Cash in hand 4,800 Capital 2,00,000
Cash at Bank 19,200 Sundry Creditors 1,20,000
Stock (1.4.2015) 1,44,000 Bills payable 1,22,400
Furniture 8,000 Sales 10,40,000
Machinery 2,40,000 Return outwards 16,000
Sundry Debtors 1,28,000 Commission earned 8,800
Purchases 7,20,000
Return inwards 40,000
Bad Debts 4,000
Salaries 64,000
Rent 28,800
Wages 88,000
Discount 7,200
Commission 5,600
Trade Expenses 3,200
Cycle 2,400
Total 15,07,200 Total 15,07,200

Adjustments:
1. Closing stock was Rs.192,000
2. Depreciation on Machinery @ 20 %, Furniture @ 10 % and Cycle @ 5 %.
3. Outstanding Salaries Rs.12,000
4. Provide 5 % on Sundry Debtors for Bad Debts and 1 % provision for discount on Sundry
Creditors
5. Interest on Capital @ 5 % to be provided.
Exercise: 05

From the following Trial balance of Thiru. Rehman on 31st March 2017, Prepare Trading
and Profit and loss A/c and Balance Sheet taking into account the adjustments.
Debit Balance Rs.

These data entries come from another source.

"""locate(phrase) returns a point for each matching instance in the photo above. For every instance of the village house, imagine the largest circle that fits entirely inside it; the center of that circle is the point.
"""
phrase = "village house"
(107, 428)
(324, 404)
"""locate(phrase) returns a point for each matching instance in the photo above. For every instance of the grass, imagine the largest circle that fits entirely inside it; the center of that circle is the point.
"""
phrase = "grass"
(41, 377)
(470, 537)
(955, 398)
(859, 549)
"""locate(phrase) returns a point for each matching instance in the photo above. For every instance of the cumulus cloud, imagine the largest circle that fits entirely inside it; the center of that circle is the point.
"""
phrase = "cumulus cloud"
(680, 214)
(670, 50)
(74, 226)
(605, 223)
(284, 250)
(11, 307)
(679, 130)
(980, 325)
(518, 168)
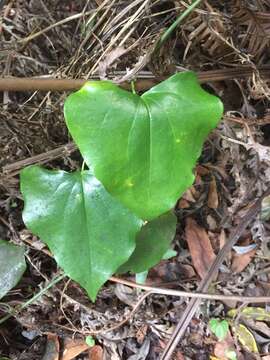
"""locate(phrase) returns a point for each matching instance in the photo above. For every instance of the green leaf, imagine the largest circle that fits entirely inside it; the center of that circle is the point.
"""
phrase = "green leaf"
(246, 338)
(143, 148)
(12, 266)
(152, 243)
(90, 341)
(249, 312)
(89, 232)
(219, 327)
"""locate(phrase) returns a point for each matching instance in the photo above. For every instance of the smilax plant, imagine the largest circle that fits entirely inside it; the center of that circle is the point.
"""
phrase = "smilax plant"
(140, 151)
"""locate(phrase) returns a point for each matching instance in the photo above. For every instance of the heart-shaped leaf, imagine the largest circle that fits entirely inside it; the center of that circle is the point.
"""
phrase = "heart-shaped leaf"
(89, 232)
(152, 242)
(143, 148)
(12, 266)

Credit Balances Rs.
Land and Buildings 42,000 Capital 62,000
Machinery 20,000 Sales 98,780
Patents 7,500 Return Outwards 500
Stock on 1-4-2016 5,760 Sundry creditors 6,300
Sundry Debtors 14,500 Bills payable 9,000
Purchases 40,675
Cash in hand 540
Cash at bank 2,630
Return Inwards 680
Wages 8,480
Fuel and power 4,730
Carriage on Sales 3,200
Carriage on Purchases 2,040
Salaries 15,000
General Expenses 3,000
Insurance 600
Drawings 5,245
Total 1,76,580 Total 1,76,580

The following adjustments are to be made:

(i) Stock on 31-3-2017 Was Rs.6,800


(ii) Salary outstanding Rs.1,500,
(iii) Depreciate machinery @ 10% and patents@20%
(iv) Create a provision of 2% on debtors for bad debts.